The Ryzen 3000XT is hurting AMD,

 we'll tell you why

The Ryzen 3000XT is hurting AMD, we tell you why

When AMD released the Ryzen 3000XT, I couldn't help but look at the circumstance. You can't blame me, those of you who read us regularly already know very well that this line of processors offers a very weak value for money, so much so that, frankly, they don't make any sense.

I already explained the reason at the time, but in case someone does not remember, I will repeat it one more time. The Ryzen 3000XT is a simple refreshment of the Ryzen 3000X that maintains the specifications of those, and that is limited to improving the clock frequencies a bit. So far so good, but the problem is that, in some cases, AMD is charging 100 $ more for a paltry 100 MHz increase.

Let's see it with concrete examples. The Ryzen 9 3900XT has 12 cores and 24 threads and runs at 3.8 GHz-4.7 GHz, normal, and turbo mode. Its price is around, on average, 600 $. For its part, the Ryzen 9 3900X has 12 cores and 24 threads and runs at 3.8 GHz-4.6 GHz, normal, and turbo mode.
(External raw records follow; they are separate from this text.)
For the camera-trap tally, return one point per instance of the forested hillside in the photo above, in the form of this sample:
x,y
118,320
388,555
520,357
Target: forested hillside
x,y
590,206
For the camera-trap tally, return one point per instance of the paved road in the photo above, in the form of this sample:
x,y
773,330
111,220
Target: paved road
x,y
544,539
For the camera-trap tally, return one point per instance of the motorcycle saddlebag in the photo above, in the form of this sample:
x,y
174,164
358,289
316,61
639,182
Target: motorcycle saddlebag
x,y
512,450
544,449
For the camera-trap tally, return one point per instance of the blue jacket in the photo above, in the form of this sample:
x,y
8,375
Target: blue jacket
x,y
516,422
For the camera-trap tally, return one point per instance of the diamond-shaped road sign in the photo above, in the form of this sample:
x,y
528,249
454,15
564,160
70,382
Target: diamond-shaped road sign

Its average price is about 500 $. I think the problem is obvious, the first one costs 100 $ more and only offers an extra 100 MHz of frequency in turbo mode, and above with a single active core.

The Ryzen 3000XT is hurting AMD, we tell you why

I am clear that the Ryzen 3000 processors offer excellent value for money, and that thanks to them there has been a price war that has benefited us all, but there is no way to justify the huge price increase that the Ryzen 3000XT, a reality that has not gone unnoticed by anyone, and that Intel has taken advantage of.
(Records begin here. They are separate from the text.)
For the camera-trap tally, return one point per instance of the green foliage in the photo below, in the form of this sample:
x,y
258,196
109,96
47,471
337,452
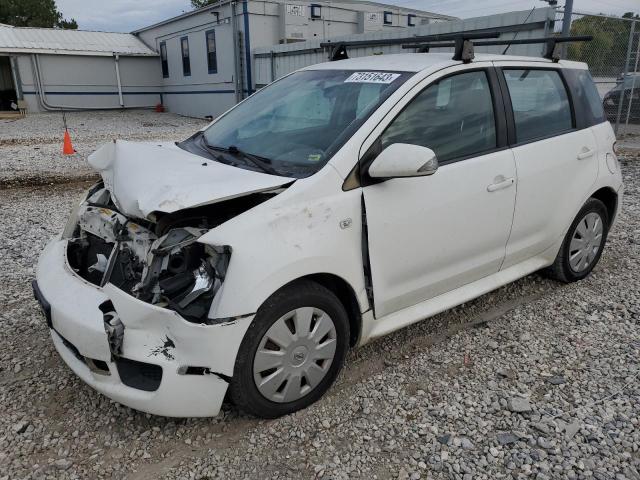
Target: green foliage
x,y
201,3
33,13
606,53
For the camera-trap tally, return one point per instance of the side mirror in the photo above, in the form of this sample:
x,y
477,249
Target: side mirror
x,y
404,160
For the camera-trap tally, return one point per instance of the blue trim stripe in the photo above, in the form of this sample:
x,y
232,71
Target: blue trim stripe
x,y
184,92
247,46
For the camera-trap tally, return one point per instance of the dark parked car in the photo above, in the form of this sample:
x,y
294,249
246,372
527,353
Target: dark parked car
x,y
630,84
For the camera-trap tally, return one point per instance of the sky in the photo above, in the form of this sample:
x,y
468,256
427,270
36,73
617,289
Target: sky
x,y
127,15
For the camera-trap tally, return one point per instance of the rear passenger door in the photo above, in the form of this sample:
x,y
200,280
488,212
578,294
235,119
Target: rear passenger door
x,y
556,162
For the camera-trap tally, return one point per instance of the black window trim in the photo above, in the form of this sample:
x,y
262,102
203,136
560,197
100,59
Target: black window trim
x,y
571,75
188,57
511,124
165,62
500,125
215,52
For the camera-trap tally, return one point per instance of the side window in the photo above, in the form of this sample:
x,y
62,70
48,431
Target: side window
x,y
186,62
540,103
163,60
586,96
453,117
212,60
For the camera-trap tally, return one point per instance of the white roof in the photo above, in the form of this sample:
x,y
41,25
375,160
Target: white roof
x,y
416,62
69,42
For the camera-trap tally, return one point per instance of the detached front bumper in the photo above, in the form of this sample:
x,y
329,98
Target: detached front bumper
x,y
167,365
Intel highlights the poor value of the Ryzen 3000XT

At a recent event called "the real world", Intel has played its cards very well, taking advantage of the high (and unjustified) price of Ryzen 3000XT processors to give a more positive image of the Core i7 10700K, a processor that has 8 cores and 16 threads, and it can work at 3.7 GHz-5.1 GHz, normal and turbo mode.

Intel's benchmarking focused on games, emphasizing that the Core i7 10700K performs better "in the real world" than the Ryzen 9 3900XT. She has also highlighted that it has a lower cost.
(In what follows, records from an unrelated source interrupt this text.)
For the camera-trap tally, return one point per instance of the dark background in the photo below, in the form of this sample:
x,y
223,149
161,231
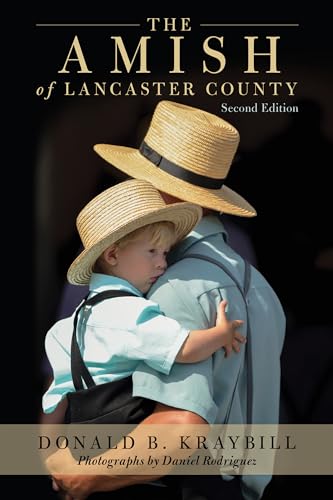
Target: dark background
x,y
283,169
I know, there are many things that Intel has ignored to simplify the comparison, but it must be recognized that none of what it has said is a lie, the Core i7 10700K performs better in games, and in many applications in the real world because of the 12 cores and 24 threads from the Ryzen 9 3900XT. It is also cheaper since it is around 450 $.

The Ryzen 3000XT is hurting AMD, we tell you why

Intel leads when it comes to gaming, but the Ryzen 9 3900XT has four cores and eight more threads, which makes it a much more powerful chip in multi-threaded environments and also gives it a longer lifespan (it should age better). We must not forget, also, that the Ryzen 9 3900X is priced at 500 $ and offers practically the same performance as the XT version.

If AMD had not launched the Ryzen 3000XT, Intel would not have been able to make this comparison, since it would have had to use the Ryzen 9 3900X, and this offers a value for money much higher than the Core i7 10700K.

It's a shame that the Sunnyvale giant makes mistakes like this, as they are totally unnecessary. I still think that AMD should forget about the MHz race once and not re-launch another generation of the Ryzen 3000XT style. It is clear that when we are in a scenario like the current one, in which both generations of processors, the Core 10 and the Ryzen 3000, have such a tight CPI every MHz counts, but the price-performance value also, and that is where AMD must continue to focus its efforts.

If all goes according to plan, Zen 3 could mark a significant turning point, as it is expected to exceed the IPC of Intel's Core 10s and therefore offer higher single-wire performance even at lower frequencies.